Al contrario, la grande area metropolitana di Milano è al primo posto nelle graduatorie per incidenza di ricchezza e occupazione prodotte, con il 9,7 e il 9,8%. Roma è seconda per valore aggiunto con un 8,7% mentre Torino si colloca terza (8,4%). Seguono, per valore aggiunto Arezzo (7,6%), Trieste (7,1%), Firenze (6,7%), Bologna (6,2%) e Padova (6,1%).

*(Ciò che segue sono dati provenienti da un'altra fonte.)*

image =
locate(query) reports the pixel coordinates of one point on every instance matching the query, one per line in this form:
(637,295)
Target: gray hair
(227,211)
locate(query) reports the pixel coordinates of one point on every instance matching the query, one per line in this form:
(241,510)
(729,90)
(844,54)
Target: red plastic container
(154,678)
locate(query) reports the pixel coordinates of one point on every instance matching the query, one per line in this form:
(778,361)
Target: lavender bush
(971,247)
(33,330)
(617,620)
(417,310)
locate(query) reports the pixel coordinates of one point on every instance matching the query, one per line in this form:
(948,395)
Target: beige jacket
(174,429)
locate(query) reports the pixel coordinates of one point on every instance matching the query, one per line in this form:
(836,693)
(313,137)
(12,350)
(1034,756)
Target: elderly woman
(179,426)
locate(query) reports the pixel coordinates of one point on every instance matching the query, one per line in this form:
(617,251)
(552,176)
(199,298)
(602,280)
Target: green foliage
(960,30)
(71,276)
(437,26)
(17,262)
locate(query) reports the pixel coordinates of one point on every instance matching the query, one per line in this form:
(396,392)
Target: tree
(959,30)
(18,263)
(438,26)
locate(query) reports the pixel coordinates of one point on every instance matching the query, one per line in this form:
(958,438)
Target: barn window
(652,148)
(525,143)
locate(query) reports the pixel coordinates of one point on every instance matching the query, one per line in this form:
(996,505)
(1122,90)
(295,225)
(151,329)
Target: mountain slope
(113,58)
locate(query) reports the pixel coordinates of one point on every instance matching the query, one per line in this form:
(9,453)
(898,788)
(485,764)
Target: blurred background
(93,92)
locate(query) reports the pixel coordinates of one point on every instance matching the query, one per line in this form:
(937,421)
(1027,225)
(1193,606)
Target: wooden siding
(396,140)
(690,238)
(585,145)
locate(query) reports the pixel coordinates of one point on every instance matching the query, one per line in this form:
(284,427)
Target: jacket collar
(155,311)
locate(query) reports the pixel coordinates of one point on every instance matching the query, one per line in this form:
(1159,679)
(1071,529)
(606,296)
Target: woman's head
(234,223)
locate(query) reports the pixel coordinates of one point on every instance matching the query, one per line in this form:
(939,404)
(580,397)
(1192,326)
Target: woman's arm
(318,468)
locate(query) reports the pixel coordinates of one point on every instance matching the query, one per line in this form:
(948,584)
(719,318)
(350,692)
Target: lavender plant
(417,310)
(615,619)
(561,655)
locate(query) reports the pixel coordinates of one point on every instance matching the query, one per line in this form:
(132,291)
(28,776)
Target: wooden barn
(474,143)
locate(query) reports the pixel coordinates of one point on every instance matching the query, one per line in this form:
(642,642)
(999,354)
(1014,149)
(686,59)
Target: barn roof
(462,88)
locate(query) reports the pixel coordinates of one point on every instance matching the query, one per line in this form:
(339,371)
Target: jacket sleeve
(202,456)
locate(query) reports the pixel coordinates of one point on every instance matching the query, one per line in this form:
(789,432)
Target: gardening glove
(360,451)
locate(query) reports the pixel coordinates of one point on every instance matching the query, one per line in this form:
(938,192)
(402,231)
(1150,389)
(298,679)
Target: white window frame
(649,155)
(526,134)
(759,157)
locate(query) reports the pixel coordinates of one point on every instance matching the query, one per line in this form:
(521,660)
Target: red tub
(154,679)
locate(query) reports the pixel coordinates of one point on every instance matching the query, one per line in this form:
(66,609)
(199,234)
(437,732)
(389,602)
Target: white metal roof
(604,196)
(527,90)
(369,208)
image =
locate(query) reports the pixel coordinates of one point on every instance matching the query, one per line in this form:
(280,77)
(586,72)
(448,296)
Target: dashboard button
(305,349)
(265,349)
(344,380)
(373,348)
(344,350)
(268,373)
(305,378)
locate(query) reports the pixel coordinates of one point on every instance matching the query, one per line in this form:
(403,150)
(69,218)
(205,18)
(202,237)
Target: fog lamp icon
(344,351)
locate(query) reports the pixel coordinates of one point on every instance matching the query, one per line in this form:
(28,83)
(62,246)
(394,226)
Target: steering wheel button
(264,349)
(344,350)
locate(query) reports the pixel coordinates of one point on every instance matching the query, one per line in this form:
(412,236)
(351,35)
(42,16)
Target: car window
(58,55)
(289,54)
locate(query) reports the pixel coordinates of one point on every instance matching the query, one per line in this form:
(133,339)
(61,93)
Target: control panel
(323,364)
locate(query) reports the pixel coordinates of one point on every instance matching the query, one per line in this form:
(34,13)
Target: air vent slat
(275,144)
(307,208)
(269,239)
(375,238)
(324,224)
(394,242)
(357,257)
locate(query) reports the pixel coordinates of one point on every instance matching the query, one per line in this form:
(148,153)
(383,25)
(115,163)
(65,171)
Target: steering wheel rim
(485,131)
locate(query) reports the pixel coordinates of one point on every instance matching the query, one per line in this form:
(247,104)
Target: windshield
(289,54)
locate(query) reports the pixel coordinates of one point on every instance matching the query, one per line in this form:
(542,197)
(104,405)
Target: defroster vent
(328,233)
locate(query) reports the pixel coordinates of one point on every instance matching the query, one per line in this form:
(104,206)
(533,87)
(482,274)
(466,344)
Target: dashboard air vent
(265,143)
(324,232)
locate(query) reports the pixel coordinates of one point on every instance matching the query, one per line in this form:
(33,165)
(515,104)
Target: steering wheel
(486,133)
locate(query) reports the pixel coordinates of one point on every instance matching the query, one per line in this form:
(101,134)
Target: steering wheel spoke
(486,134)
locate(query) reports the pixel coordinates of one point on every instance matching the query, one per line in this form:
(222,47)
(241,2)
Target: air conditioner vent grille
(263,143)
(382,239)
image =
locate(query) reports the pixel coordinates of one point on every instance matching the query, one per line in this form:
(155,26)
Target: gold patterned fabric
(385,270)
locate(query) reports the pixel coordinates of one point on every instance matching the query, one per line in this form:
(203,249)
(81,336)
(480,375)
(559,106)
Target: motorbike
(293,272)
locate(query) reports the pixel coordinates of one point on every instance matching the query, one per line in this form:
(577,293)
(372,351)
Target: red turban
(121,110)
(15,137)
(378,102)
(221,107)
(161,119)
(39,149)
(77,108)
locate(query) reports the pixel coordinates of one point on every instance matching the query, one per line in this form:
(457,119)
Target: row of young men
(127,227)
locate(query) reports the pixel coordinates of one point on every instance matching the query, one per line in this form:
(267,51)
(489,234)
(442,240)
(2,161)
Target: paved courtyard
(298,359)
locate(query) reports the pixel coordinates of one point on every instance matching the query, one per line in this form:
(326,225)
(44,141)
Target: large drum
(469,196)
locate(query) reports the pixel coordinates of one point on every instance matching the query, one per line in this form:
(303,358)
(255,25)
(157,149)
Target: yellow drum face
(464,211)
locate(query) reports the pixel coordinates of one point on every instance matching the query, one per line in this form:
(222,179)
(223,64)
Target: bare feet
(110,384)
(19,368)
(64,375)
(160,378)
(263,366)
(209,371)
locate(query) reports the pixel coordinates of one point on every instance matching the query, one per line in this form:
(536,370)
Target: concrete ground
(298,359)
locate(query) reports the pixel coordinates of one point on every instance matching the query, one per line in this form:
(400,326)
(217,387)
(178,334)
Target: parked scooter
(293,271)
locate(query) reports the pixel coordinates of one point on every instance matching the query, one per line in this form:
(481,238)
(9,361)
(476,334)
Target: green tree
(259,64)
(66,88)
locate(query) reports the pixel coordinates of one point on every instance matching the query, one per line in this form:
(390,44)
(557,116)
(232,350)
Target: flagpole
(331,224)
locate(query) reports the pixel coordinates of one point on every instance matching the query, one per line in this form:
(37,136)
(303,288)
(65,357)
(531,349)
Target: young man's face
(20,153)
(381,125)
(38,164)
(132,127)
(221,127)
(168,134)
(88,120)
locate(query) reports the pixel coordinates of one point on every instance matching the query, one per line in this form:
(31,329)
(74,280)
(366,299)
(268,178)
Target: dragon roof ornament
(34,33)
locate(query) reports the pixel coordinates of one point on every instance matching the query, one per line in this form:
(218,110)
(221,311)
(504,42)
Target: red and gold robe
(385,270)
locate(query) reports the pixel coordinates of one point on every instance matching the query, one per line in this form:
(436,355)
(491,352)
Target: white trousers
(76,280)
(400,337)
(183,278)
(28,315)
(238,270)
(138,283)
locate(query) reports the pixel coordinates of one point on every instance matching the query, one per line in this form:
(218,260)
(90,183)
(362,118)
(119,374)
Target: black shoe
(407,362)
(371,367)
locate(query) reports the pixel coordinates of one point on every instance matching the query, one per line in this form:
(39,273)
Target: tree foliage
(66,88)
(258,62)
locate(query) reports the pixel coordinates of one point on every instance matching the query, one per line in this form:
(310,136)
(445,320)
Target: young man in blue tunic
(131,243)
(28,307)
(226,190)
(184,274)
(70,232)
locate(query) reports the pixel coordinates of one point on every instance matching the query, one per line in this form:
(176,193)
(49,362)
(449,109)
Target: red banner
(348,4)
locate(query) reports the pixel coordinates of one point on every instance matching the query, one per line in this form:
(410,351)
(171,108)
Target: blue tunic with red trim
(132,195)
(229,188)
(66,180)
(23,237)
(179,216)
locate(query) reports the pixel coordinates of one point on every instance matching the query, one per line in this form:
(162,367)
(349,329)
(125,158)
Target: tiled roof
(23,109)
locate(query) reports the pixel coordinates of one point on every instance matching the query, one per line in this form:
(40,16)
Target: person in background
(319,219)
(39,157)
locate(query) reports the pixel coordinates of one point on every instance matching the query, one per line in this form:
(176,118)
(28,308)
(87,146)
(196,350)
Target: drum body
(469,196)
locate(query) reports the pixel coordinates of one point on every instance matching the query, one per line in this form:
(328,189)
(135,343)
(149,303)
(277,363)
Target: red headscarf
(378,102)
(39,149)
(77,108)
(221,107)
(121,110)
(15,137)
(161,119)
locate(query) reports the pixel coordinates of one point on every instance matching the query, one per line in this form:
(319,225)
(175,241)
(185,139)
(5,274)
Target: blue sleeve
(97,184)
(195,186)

In termini di occupazione, come suddetto, la leadership per incidenza dei posti di lavoro sul totale dell'economia è da attribuire a Milano, mentre le dinamiche peggiori sono da associare alla Sicilia (-4,3%) e alla Sardegna (-4,2%), seguite dalla Valle d'Aosta (-4,1%). Nella quantificazione dei valori della filiera bisogna tenere a mente anche la relazione tra cultura e manifattura, realtà distrettuali ad alta concentrazione di competenze artigianali, che valorizzano le competenze creative del made in Italy. Fra queste eccellenze distrettuali, fortemente orientate ai mercati esteri, si possono citare Monza-Brianza, Arezzo, Alessandria, Modena, Reggio Emilia, Pesaro-Urbino.
Il commento
L'Italia deve essere protagonista – dichiara Ermete Realacci, presidente della Fondazione Symbola – del nuovo “Bauhaus” voluto dalla Commissione europea per rinsaldare i legami tra cultura, creatività, produzione, scienza, tecnologia e affrontare la transizione verde. Cultura, creatività e bellezza sono la chiave di volta di molti settori produttivi e consolidano la missione del nostro paese orientata alla qualità e all'innovazione: un soft power che attraversa prodotti e territori e rappresenta un prezioso biglietto da visita. Un'infrastruttura necessaria per affrontare le sfide che abbiamo davanti. Se l'Italia produce valore e lavoro puntando sulla cultura, sulla bellezza e sulla coesione, favorisce un'economia più a misura d'uomo e, anche per questo, più competitiva e più capace di futuro come affermiamo nel Manifesto di Assisi”.